Normally I write about books here all the time, and on my other blog I often write about what I’ve watched on television. But I’ve watched two films this weekend and I wanted to do a quick review about them.
Cellar Door
This one attracted me because it appeared to be a thriller. The premise was good. A young couple recovering from a miscarriage get offered a house for free providing they don’t open the cellar door. Can they resist? Just one year of no looking and the house is theirs to keep.
I think so much more could have been done with this but it would be so much better as book than a film. 90% of the film was just boring. We had a bit of action at the end but it wasn’t the thriller type film I was expecting.
The two main characters were more annoying than anything. The husband seemed constantly miserable. The wife was obsessed with having a baby, which isn’t unreasonable but she’s painting the nursery as soon as she gets a positive line on her pregnancy test.
The husbands ‘other woman’ goes missing and it seems for a while that he could have done something with her, but there is no body and it all points to suicide.
But the cellar remains a mystery. The husband tries to open the doors once, but the wife stops him because it will ruin their future.

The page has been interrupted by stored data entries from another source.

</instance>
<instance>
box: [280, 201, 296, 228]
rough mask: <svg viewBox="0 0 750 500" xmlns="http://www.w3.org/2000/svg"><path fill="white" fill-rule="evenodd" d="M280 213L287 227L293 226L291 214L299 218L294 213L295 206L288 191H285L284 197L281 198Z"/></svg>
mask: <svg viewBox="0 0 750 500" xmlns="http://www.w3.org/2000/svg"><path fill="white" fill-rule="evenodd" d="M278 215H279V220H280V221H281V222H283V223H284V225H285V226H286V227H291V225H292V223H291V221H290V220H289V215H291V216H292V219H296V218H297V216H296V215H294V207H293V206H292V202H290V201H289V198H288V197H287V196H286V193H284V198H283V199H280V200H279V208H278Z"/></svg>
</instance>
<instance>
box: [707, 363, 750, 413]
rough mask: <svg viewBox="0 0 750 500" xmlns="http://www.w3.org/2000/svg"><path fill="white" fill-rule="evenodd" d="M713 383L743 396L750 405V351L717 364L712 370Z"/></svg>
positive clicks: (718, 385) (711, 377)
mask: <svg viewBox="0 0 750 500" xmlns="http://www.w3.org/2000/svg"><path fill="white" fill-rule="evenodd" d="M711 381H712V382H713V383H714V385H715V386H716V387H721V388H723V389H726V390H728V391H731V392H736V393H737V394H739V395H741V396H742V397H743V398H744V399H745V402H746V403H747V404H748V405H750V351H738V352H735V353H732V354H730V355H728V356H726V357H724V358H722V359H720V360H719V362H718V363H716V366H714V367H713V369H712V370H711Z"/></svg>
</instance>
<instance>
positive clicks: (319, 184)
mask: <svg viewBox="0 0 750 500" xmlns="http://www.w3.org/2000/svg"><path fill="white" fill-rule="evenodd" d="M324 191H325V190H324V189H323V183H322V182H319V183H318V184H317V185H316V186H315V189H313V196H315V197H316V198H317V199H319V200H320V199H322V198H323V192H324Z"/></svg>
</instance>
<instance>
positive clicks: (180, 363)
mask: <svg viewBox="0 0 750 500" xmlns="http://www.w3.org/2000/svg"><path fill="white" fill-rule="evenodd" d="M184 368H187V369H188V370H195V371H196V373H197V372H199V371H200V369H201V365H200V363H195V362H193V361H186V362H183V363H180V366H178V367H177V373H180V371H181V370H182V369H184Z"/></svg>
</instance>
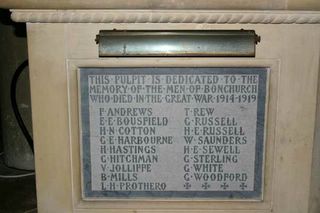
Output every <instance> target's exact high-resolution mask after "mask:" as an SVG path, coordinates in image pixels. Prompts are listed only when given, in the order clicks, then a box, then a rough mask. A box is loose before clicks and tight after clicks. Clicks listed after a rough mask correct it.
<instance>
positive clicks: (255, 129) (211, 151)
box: [79, 68, 268, 199]
mask: <svg viewBox="0 0 320 213" xmlns="http://www.w3.org/2000/svg"><path fill="white" fill-rule="evenodd" d="M267 72H268V70H267V69H266V68H81V69H80V71H79V75H80V92H81V117H82V123H81V124H82V125H81V128H82V161H83V168H82V170H83V171H82V174H83V181H84V182H83V188H84V190H83V191H84V197H88V198H90V197H150V196H155V197H193V198H197V197H200V198H201V197H207V198H210V197H212V198H215V197H219V198H257V199H259V198H260V197H261V193H262V167H263V144H264V122H265V103H266V100H265V99H266V87H267V86H266V85H267Z"/></svg>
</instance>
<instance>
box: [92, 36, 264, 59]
mask: <svg viewBox="0 0 320 213" xmlns="http://www.w3.org/2000/svg"><path fill="white" fill-rule="evenodd" d="M259 41H260V37H259V36H258V35H256V33H255V31H254V30H210V31H209V30H203V31H112V30H101V31H100V32H99V35H97V37H96V42H97V43H98V44H99V57H108V56H116V57H120V56H123V57H128V56H157V57H159V56H211V57H215V56H217V57H219V56H220V57H254V56H255V46H256V44H257V43H258V42H259Z"/></svg>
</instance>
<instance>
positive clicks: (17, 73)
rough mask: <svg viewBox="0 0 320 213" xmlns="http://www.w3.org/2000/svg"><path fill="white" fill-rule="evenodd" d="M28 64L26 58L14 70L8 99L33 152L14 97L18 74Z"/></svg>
mask: <svg viewBox="0 0 320 213" xmlns="http://www.w3.org/2000/svg"><path fill="white" fill-rule="evenodd" d="M28 65H29V63H28V59H26V60H25V61H24V62H22V63H21V64H20V65H19V66H18V68H17V69H16V71H15V73H14V75H13V77H12V80H11V85H10V99H11V105H12V109H13V112H14V115H15V117H16V119H17V122H18V125H19V127H20V129H21V131H22V133H23V135H24V137H25V138H26V140H27V142H28V144H29V146H30V149H31V151H32V153H34V148H33V139H32V137H31V135H30V134H29V131H28V129H27V127H26V125H25V124H24V122H23V119H22V117H21V114H20V112H19V109H18V105H17V97H16V91H17V82H18V79H19V76H20V74H21V73H22V72H23V70H25V68H26V67H27V66H28Z"/></svg>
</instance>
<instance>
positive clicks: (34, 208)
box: [24, 208, 38, 213]
mask: <svg viewBox="0 0 320 213" xmlns="http://www.w3.org/2000/svg"><path fill="white" fill-rule="evenodd" d="M37 209H38V208H34V209H29V210H27V211H25V212H24V213H31V212H36V210H37Z"/></svg>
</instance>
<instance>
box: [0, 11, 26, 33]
mask: <svg viewBox="0 0 320 213" xmlns="http://www.w3.org/2000/svg"><path fill="white" fill-rule="evenodd" d="M10 15H11V13H10V11H9V10H5V9H0V23H1V25H10V26H12V27H14V35H15V36H16V37H23V38H26V37H27V30H26V24H25V23H16V22H13V21H12V20H11V18H10Z"/></svg>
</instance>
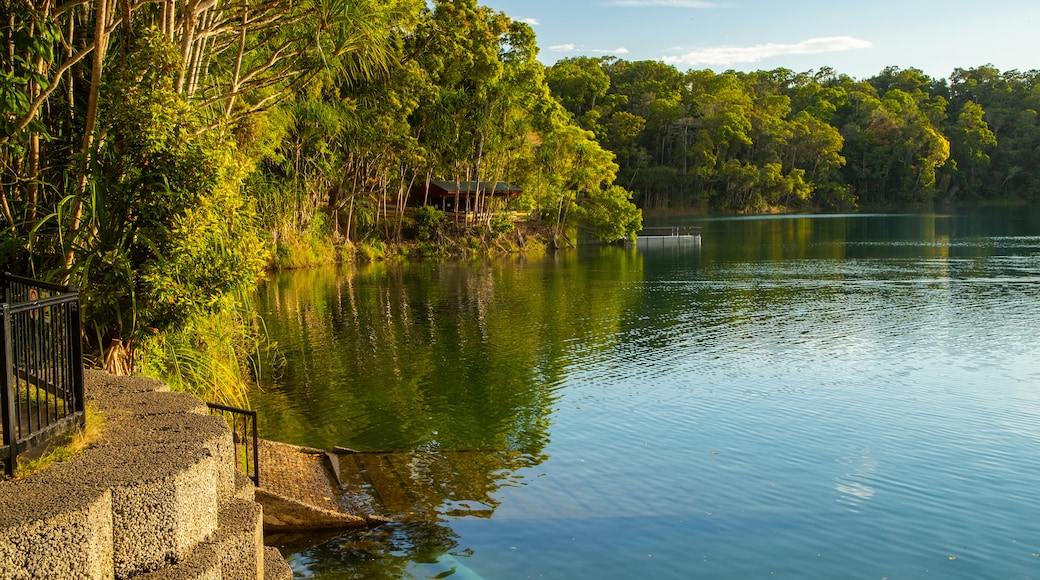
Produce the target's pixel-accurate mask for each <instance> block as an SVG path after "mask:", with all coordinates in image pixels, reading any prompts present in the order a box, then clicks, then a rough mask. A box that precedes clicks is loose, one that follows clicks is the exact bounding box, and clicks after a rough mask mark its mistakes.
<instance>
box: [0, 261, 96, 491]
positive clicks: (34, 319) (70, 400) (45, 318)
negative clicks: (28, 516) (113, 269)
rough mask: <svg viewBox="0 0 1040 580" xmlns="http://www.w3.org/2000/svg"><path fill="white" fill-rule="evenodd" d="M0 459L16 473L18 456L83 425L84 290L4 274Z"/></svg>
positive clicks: (0, 302)
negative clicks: (39, 281)
mask: <svg viewBox="0 0 1040 580" xmlns="http://www.w3.org/2000/svg"><path fill="white" fill-rule="evenodd" d="M0 291H2V294H3V295H2V302H0V341H2V343H0V380H2V384H0V414H2V422H0V428H2V429H3V437H2V441H0V459H2V460H3V462H4V473H5V474H6V475H7V476H12V475H14V474H15V470H16V467H17V465H18V455H19V454H20V453H22V452H24V451H26V450H29V449H33V448H35V447H38V446H42V445H46V444H47V443H49V442H51V441H52V440H53V439H54V438H56V437H58V436H60V434H62V433H66V432H67V431H68V430H71V429H73V428H76V427H78V426H81V425H82V424H83V419H84V413H83V351H82V342H81V338H80V337H81V328H80V317H79V291H77V290H76V289H75V288H72V287H70V286H61V285H57V284H48V283H44V282H38V281H35V280H30V279H26V278H20V276H16V275H11V274H8V273H2V274H0Z"/></svg>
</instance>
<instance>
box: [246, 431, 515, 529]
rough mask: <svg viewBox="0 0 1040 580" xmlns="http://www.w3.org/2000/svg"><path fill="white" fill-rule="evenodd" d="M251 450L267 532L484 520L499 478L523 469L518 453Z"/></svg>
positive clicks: (264, 447)
mask: <svg viewBox="0 0 1040 580" xmlns="http://www.w3.org/2000/svg"><path fill="white" fill-rule="evenodd" d="M259 449H260V483H261V486H260V487H259V489H258V490H257V491H256V498H257V501H258V502H260V503H261V504H263V506H264V527H265V529H268V530H271V531H283V530H304V529H321V528H337V527H339V528H342V527H360V526H366V525H375V524H379V523H383V522H386V521H389V520H395V521H401V520H414V519H418V520H436V519H438V518H439V517H441V516H451V517H454V516H476V517H482V516H483V517H489V516H491V512H492V511H493V510H494V509H495V507H496V502H495V500H493V499H492V497H493V493H494V492H495V491H496V490H497V489H498V486H499V485H500V483H501V476H502V473H503V472H509V471H515V470H517V469H519V468H521V467H525V466H527V465H529V457H527V456H525V455H524V454H522V453H520V452H518V451H493V450H491V451H489V450H473V451H439V450H438V451H428V450H415V451H355V450H352V449H344V448H336V449H335V450H333V451H330V452H326V451H322V450H320V449H313V448H309V447H296V446H293V445H286V444H282V443H274V442H265V441H264V442H261V444H260V447H259Z"/></svg>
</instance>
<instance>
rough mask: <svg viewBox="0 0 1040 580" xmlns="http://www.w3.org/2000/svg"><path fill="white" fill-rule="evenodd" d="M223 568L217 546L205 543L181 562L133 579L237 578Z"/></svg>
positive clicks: (167, 565)
mask: <svg viewBox="0 0 1040 580" xmlns="http://www.w3.org/2000/svg"><path fill="white" fill-rule="evenodd" d="M222 570H223V569H222V568H220V555H219V554H218V553H217V551H216V547H215V546H214V545H211V544H203V545H202V546H199V548H197V549H196V550H192V551H191V553H190V554H188V556H187V557H186V558H183V559H181V560H180V561H179V562H177V563H175V564H171V565H167V566H165V568H161V569H159V570H156V571H155V572H149V573H146V574H141V575H139V576H134V577H133V580H235V579H233V578H227V577H225V576H224V573H223V572H222Z"/></svg>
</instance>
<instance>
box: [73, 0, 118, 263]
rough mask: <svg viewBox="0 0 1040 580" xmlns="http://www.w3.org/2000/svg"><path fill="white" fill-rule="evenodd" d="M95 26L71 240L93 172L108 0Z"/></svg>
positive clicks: (74, 197)
mask: <svg viewBox="0 0 1040 580" xmlns="http://www.w3.org/2000/svg"><path fill="white" fill-rule="evenodd" d="M94 18H95V29H94V43H95V47H94V65H93V67H92V68H90V91H89V95H88V97H87V103H86V117H85V118H84V124H83V151H82V154H83V165H82V167H81V169H80V175H79V179H78V180H77V182H76V192H75V194H74V195H73V201H72V209H71V210H70V212H69V231H68V233H67V236H66V238H67V239H69V240H71V239H72V238H73V237H74V236H75V235H76V233H77V232H78V231H79V227H80V220H81V219H82V217H83V194H84V193H85V192H86V180H87V177H88V174H89V172H90V162H92V156H90V150H92V149H93V148H94V131H95V127H96V126H97V124H98V97H99V95H100V91H101V75H102V72H103V70H104V63H105V52H106V49H107V48H108V37H107V35H106V30H107V28H108V27H107V23H108V1H107V0H97V4H96V7H95V15H94ZM74 259H75V253H74V252H73V245H72V243H70V244H69V248H68V249H67V251H66V255H64V261H63V265H64V269H66V270H69V268H71V267H72V263H73V260H74Z"/></svg>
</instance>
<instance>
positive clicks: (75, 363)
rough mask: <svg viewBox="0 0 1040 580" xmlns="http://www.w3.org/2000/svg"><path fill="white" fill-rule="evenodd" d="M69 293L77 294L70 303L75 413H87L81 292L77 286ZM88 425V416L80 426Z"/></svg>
mask: <svg viewBox="0 0 1040 580" xmlns="http://www.w3.org/2000/svg"><path fill="white" fill-rule="evenodd" d="M69 291H70V292H72V293H74V294H76V300H74V301H72V302H69V317H70V318H71V320H70V325H69V342H70V345H69V346H70V347H71V348H72V350H71V351H72V357H71V359H72V360H71V361H69V364H70V365H71V366H72V368H71V369H70V370H71V371H72V390H73V396H74V397H75V398H76V401H75V405H74V406H73V413H79V412H83V411H86V401H85V400H84V398H83V321H82V320H81V319H80V315H79V290H77V289H76V287H75V286H69ZM85 424H86V414H85V413H84V414H83V417H82V419H80V426H81V427H82V426H83V425H85Z"/></svg>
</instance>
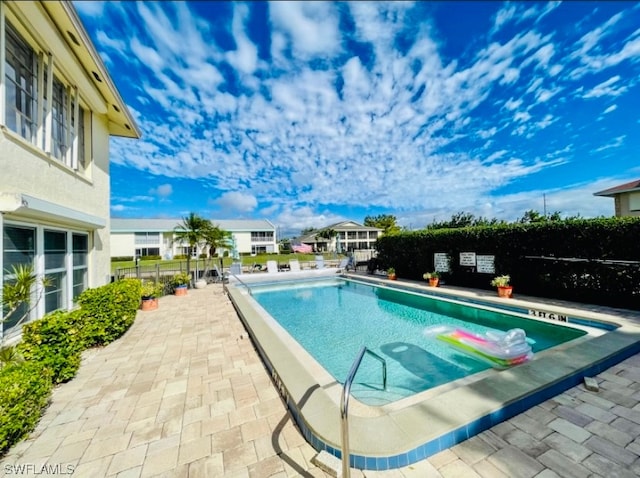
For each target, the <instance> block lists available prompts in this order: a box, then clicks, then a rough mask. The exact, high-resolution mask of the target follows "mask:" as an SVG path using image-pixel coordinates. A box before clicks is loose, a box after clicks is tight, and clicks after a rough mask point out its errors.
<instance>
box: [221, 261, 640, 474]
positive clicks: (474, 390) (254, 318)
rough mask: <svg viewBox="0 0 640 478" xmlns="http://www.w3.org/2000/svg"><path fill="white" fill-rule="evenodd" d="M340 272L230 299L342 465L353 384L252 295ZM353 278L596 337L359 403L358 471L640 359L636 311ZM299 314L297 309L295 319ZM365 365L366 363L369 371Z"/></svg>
mask: <svg viewBox="0 0 640 478" xmlns="http://www.w3.org/2000/svg"><path fill="white" fill-rule="evenodd" d="M336 272H337V271H335V270H333V271H331V270H330V271H327V270H325V271H309V272H301V273H294V272H286V273H274V274H252V275H251V274H250V275H243V276H241V277H231V278H230V283H229V284H228V285H227V293H228V295H229V298H230V299H231V301H232V303H233V304H234V307H235V308H236V311H237V313H238V316H239V318H240V319H241V320H242V322H243V323H244V325H245V327H246V329H247V331H248V332H249V335H250V337H251V339H252V341H253V343H254V346H255V348H256V350H257V351H258V352H259V354H260V356H261V357H262V360H263V363H264V365H265V367H266V368H267V370H268V371H269V373H270V374H271V376H272V379H273V382H274V384H275V386H276V388H277V390H278V391H279V393H280V394H281V397H282V399H283V400H284V401H285V403H286V405H287V407H288V409H289V411H290V413H291V416H292V418H293V420H294V421H295V422H296V424H297V425H298V427H299V428H300V430H301V432H302V434H303V435H304V437H305V439H306V440H307V441H308V442H309V443H310V444H311V445H312V446H313V447H314V448H315V449H316V450H318V451H321V450H326V451H327V452H329V453H330V454H333V455H335V456H337V457H338V458H340V457H341V451H340V448H341V441H342V438H341V433H340V397H341V393H342V383H341V381H342V380H344V377H341V378H340V379H337V378H336V377H334V376H333V375H331V374H330V373H329V372H328V371H327V370H326V369H325V368H324V367H323V366H322V365H321V364H320V363H319V362H318V361H317V360H316V359H315V358H314V357H313V356H312V355H311V354H310V353H309V352H308V351H307V350H306V349H305V348H304V347H302V346H301V345H300V344H299V343H298V342H297V341H296V340H294V339H293V338H292V336H291V334H290V333H289V332H287V330H286V329H285V328H284V327H283V326H282V325H280V324H279V323H278V321H277V320H275V319H274V318H273V317H272V316H271V315H270V314H269V313H268V312H267V310H266V309H265V308H264V307H263V306H261V305H260V304H259V303H258V301H256V299H255V298H254V297H253V296H252V293H254V292H251V290H253V291H257V289H258V284H265V283H266V282H273V283H280V284H272V285H268V286H267V285H265V287H275V288H278V287H281V284H282V283H286V284H287V287H288V288H291V289H296V290H298V291H300V292H304V288H306V287H318V286H320V284H319V283H317V282H314V279H322V280H325V279H327V278H329V277H331V278H332V279H333V278H336V277H339V275H338V274H336ZM347 275H348V276H349V277H350V278H355V279H357V280H358V281H359V282H363V283H365V282H366V283H370V284H374V285H376V286H379V287H380V288H381V289H384V290H385V291H400V290H405V291H408V292H413V293H419V294H424V295H429V296H438V297H442V298H446V299H448V300H453V301H457V302H467V303H470V304H475V305H478V306H480V307H481V308H482V307H484V308H487V309H494V310H497V311H500V310H507V311H510V312H513V313H514V314H515V316H520V317H522V318H526V317H527V316H532V317H535V318H536V320H540V321H541V322H546V323H557V322H567V323H570V324H575V325H585V324H586V325H589V326H592V327H595V331H596V332H595V333H589V334H587V335H583V336H582V337H578V338H576V339H573V340H569V341H568V342H565V343H563V344H560V345H557V346H555V347H552V348H549V349H546V350H543V351H540V352H538V353H536V354H535V356H534V358H533V359H532V360H531V361H529V362H527V363H525V364H522V365H519V366H517V367H512V368H510V369H508V370H503V371H497V370H484V371H480V372H478V373H475V374H473V375H471V376H469V377H465V378H461V379H458V380H456V381H454V382H450V383H446V384H442V385H439V386H436V387H433V388H431V389H428V390H425V391H422V392H417V393H414V394H413V395H410V396H407V397H405V398H402V399H399V400H395V401H393V402H391V403H387V404H384V405H380V406H372V405H368V404H366V403H362V401H360V400H358V399H356V398H352V399H351V405H350V409H349V434H350V440H349V444H350V465H351V466H352V467H355V468H360V469H368V470H388V469H393V468H399V467H403V466H407V465H409V464H411V463H415V462H417V461H420V460H422V459H424V458H426V457H428V456H431V455H433V454H435V453H438V452H440V451H442V450H445V449H447V448H450V447H451V446H453V445H455V444H456V443H459V442H461V441H463V440H465V439H467V438H469V437H471V436H474V435H476V434H477V433H480V432H481V431H483V430H486V429H488V428H491V427H492V426H494V425H496V424H498V423H500V422H502V421H504V420H506V419H508V418H511V417H513V416H514V415H517V414H519V413H521V412H523V411H525V410H527V409H529V408H531V407H533V406H535V405H537V404H539V403H541V402H543V401H545V400H547V399H549V398H552V397H554V396H556V395H558V394H560V393H562V392H564V391H565V390H567V389H569V388H571V387H573V386H575V385H578V384H580V383H582V381H583V378H584V377H587V376H593V375H596V374H598V373H600V372H602V371H604V370H606V369H608V368H610V367H612V366H613V365H615V364H617V363H619V362H621V361H622V360H624V359H626V358H628V357H630V356H631V355H633V354H636V353H640V328H639V327H638V326H637V324H638V323H640V314H638V313H635V312H632V311H625V310H616V309H607V308H601V307H595V306H590V307H589V308H586V307H581V306H580V305H579V304H573V303H567V302H559V301H553V302H552V301H546V302H543V301H541V300H539V299H535V298H531V297H528V298H523V297H520V296H518V297H516V298H513V299H509V300H505V299H499V298H497V297H495V293H493V294H492V293H490V292H487V291H477V290H465V289H459V288H454V287H442V288H437V289H435V288H430V287H427V286H426V285H425V284H424V283H419V282H412V281H388V280H386V279H384V278H378V277H375V276H366V275H360V274H347ZM281 281H282V282H281ZM295 310H296V308H295V307H294V306H291V307H290V312H292V313H293V312H295ZM354 358H355V357H354ZM365 362H366V359H365V361H363V366H364V364H365ZM374 365H375V364H374ZM377 365H378V367H379V364H377ZM378 380H379V379H378Z"/></svg>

Some crazy bloke wants to burn the house down because it was promised to him but he lost it because he looked in the cellar. So his wife and kids left him. Or did they?
The owner who is allowing people to live in his house so long as they don’t look in the cellar also has a missing wife and daughter.
I think you are led to believe that the cellar is full of dead bodies. But the film is more psychological than that. It’s the fear or curiosity of the cellar that destroys people…..or is it?
Like I said, the premise is good but the film 90% boring. And what on earth did the original owner not want them to see in the cellar???
The Life of Chuck
Based on a novella by Stephen King this is another psychological film but I did enjoy it more. (Not just because of Tom Hiddleston, but well, you know, Tom Hiddleston ….. and he dances!)
In three Parts this film starts at the end, Act Three. Literally, it’s the end of the world, no, the universe. It starts with earth quakes, volcanos, sink holes, tsunami’s etc. The usual end of the world stuff. But the weird thing is all the posters saying ‘Charles Krantz, 39 years, thanks Chuck’ but no-one seems to know who Chuck is. It features a teacher who spends the last moments of life on earth with his ex wife. The end of the world is synonymous with Charles Krantz last moments as he dies of a brain tumour.
Act Two we have the Elusive Charles Krantz and he’s an accountant. The whole ‘act’ is done with a voice over. A young woman has been dumped by her boyfriend by text. Another young women is setting up her drum kit to busk for the day. She sees Charles walking towards her and starts to drum to what she believes is his ‘tune’ He stops. And starts dancing. The dumped woman is part of the crowd who has gathered to watch and he encourages her to join in. Then begins a surreal but really great dance scene. Then the three pack up, go for a coffee and then part ways.
Act One is all about Charles Krantz’ life from 7 years old. His parents and unborn sister die in a car crash and he goes to live with his grandparents. He gets older, his grandma teaches him to dance. His grandma dies, he takes dancing lessons, he falls in love, his grandpa dies and leaves everything to him. The whole time they live in an old house with a locked copula at the top of the house which he is not allowed to enter. His Grandpa admits one night when he is drunk, that the copula is full of ghosts. His grandma insists that they don’t use it because the floor is dangerous.
Charles is in school where they are learning about the Walt Whitman Poem ‘A Song of Myself’ the class is not paying attention but Charles asks the teacher what the line ‘I contain multitudes’ means. She explains that it’s everything inside his mind, and insinuates he has a universe inside himself.
Charles, once left alone, sells the house but not before looking in the copula, where he sees himself as an older man lying in a hospital bed dying. Then the image disappears.
He marries has a son and then gets glioblastoma (brain tumour) and of course eventually dies. The circle is complete.
It’s a much more interesting film to watch even though it’s really strange.
The main theme of the film is the poem by Walt Whitman, in particular stanza 51 (I’ll save you the trouble as it’s an incredibly long poem!)
The past and present wilt—I have fill’d them, emptied them,
And proceed to fill my next fold of the future.
Listener up there! what have you to confide to me?
Look in my face while I snuff the sidle of evening,
(Talk honestly, no one else hears you, and I stay only a minute longer.)
Do I contradict myself?
Very well then I contradict myself,
(I am large, I contain multitudes.)
I concentrate toward them that are nigh, I wait on the door-slab.
Who has done his day’s work? who will soonest be through with his supper?
Who wishes to walk with me?
Will you speak before I am gone? will you prove already too late?
I am large, I contain Multitudes – Chuck, Charles Krantz, held the universe in his brain and when he died, the universe died with him.
I hope I haven’t lost you there because, even though it’s a little weird, it’s a film worth watching.

On a philosophical point, does anything exist for you once you have died. Yes, your family and friends continue, but for you the universe has ended.
Apart from each time your name is mentioned.